A leading newspaper reported how black marketers and middlemen collide with private MBBS college managements to black market 30,000-plus MBBS and over 9,600 post graduate seats for Rs 12,000 crore per year. The candidates who enter through back door pay Rs 25 lakh to Rs 3 crore depending upon the reputation of the colleges. The medical colleges have made a mockery of the healthcare system. The products of those colleges have converted this godly profession into money minting business. According to government statistics, an estimated 10 lakh people suffer from organ failure in the country every year. There is no credible monitoring agency to stop the health sector’s decay.
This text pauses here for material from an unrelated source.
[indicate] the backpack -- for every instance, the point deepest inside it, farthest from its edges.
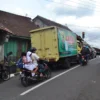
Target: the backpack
(20, 63)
Much of the economic benefits which could be used for removal of poverty are drained out due to spurious religious ideologues who radicalise tender minds for violence. Recently, Britain launched a website “Education against Hate” to protect impressionable minds from radical views. In order to protect the nation’s integrity, investment, people’s lives and livelihood, we have to monitor the activities of those ideologues.

Unfortunately, we don’t have many honest and committed people to fine tune the monitoring mechanism. Unless our schools inculcate discipline, knowledge, morality, physical courage and patriotism in our children, the nation cannot add productive people to its kitty.  The Budget should focus on quality school education.